Welcome to the end of human accountability.
This is more than a little frightening. Accountability (i.e., consequences), whether civil, criminal, or social, are what keep our society both in check and moving forward. It’s what holds civilians, politicians, corporations, and law enforcement legally responsible for harms they cause. It’s the mechanism that prompts change when the system doesn’t work. But what happens when there is no one to hold accountable? Computer error is an unsatisfying explanation for your credit card being declined. Imagine that being the explanation for being arrested. Worse yet, imagine it’s not an error; it’s simply the way the algorithm was meant to work. And there is no redress, no one to make you whole, and thus no incentive to fix the problem.
Which brings me back to the willingness of the Detroit Board of Police Commissioners to examine the totality of Detroit’s surveillance infrastructure. Right now, the many surveillance programs already in place have minimal oversight. The overall infrastructure has none at all. The first step in ensuring accountability is to take stock of the surveillance environment that has grown in Detroit like a weed.
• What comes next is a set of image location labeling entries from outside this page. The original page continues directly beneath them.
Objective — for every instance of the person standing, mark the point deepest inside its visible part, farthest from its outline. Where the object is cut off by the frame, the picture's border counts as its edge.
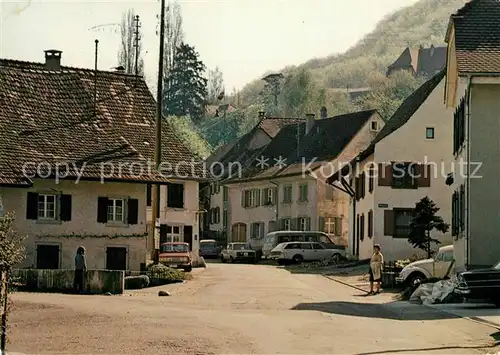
(80, 268)
(376, 265)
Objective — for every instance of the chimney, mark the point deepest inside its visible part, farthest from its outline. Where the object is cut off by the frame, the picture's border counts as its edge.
(324, 112)
(53, 59)
(309, 122)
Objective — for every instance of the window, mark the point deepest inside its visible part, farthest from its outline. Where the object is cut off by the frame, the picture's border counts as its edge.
(286, 224)
(174, 234)
(402, 221)
(303, 193)
(115, 210)
(175, 195)
(403, 175)
(370, 224)
(287, 194)
(46, 206)
(257, 230)
(304, 223)
(251, 198)
(268, 196)
(459, 126)
(429, 133)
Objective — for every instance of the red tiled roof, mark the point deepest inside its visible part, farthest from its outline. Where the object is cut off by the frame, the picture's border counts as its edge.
(48, 116)
(477, 36)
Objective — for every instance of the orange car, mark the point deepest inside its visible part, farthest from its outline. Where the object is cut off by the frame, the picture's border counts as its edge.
(176, 256)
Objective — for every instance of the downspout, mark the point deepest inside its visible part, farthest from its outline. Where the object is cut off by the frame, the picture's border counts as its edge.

From there, we can begin to identify the threats and design policies that protect us from AI errors…and impose accountability for them on real live human beings. If we don't? Well, good luck suing AI in court.
[1] I feel compelled to note that I don’t have a beef with DPD. Chief White wants the same thing I do – a safer Detroit. We just strongly disagree on how to get there.
[2] Here is a good summary of the issue, starting at the 9:40 mark.
[3] Since then, there have 2 additional documented cases of false arrest linked to facial recognition.
[4] Disclosure: I am currently counsel, through Detroit Justice Center, along with The Sugar Law Center for Economic & Social Justice, and Jack Schulz Law for plaintiffs suing DPD and Detroit officials over their failure to comply with CIOGS’ notice and disclosure requirements in acquiring the gunshot detection technology known as ShotSpotter.
[5] A number of large companies operate video surveillance networks in Detroit's downtown and Midtown, including Bedrock, DTE Energy Co., Blue Cross Blue Shield of Michigan, and Ilitch Holdings Inc. All share video with DPD when they deem it necessary.